Constructing the new string would require time proportional to its length. 

If the final result has n characters, the series of concatenations would take time proportional to the familiar sum $1 + 2 +3 + · · · + n$ , and therefore $O(n^{2})$ time.

##### Instead - Use lists - strings with `split` and `join`

In [15]:
# Because appending to end of a list is $O(1)$. 

document = "This is an example document with numbers like 2 on it"

temp = []  # start with empty list
for c in document:
	if c.isalnum() or c == " ":
		temp.append(c)  # append alphabetic character

letters = "".join(temp)  # compose overall result

print(letters)

print()

# Or Even better:

letters = "".join([c for c in document if c.isalnum()])

# not even a list is needed
# generators can help
letters = "".join(c for c in document if c.isalnum)
print(letters)


This is an example document with numbers like 2 on it

This is an example document with numbers like 2 on it


### Efficiently Concatenating Many Strings With .join() in Python

The `.join()` method is cleaner, more Pythonic, and more readable than concatenating many strings together in a loop using the augmented concatenation operator (`+=`), as you saw before. 
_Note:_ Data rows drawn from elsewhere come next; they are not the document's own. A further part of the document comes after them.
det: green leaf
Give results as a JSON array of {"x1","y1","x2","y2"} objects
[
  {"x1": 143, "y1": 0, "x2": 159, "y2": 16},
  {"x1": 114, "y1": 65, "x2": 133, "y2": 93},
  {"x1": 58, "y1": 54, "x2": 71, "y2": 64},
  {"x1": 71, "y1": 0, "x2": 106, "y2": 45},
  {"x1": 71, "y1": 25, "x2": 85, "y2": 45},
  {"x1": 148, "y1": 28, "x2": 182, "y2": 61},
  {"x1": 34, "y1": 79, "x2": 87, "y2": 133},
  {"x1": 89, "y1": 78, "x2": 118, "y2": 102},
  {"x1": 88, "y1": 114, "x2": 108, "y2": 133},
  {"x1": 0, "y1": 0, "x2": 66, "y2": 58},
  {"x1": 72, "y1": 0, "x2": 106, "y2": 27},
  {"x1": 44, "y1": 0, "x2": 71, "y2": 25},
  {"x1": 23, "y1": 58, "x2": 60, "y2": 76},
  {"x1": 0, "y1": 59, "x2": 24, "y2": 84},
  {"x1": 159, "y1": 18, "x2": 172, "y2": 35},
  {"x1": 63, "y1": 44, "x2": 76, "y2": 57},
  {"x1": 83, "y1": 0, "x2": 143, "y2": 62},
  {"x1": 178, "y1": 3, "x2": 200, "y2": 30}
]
An explicit loop is way more complex and harder to understand than the equivalent call to `.join()`. 

The `.join()` method is also **faster and more efficient** regarding memory usage.

Unlike the concatenation operators, Python’s `.join()` doesn’t create new intermediate strings in each iteration. 

Instead, it creates a single new string object by joining the elements from the input iterable with the selected separator string. 

This behavior is more efficient than using the regular concatenation operators in a loop.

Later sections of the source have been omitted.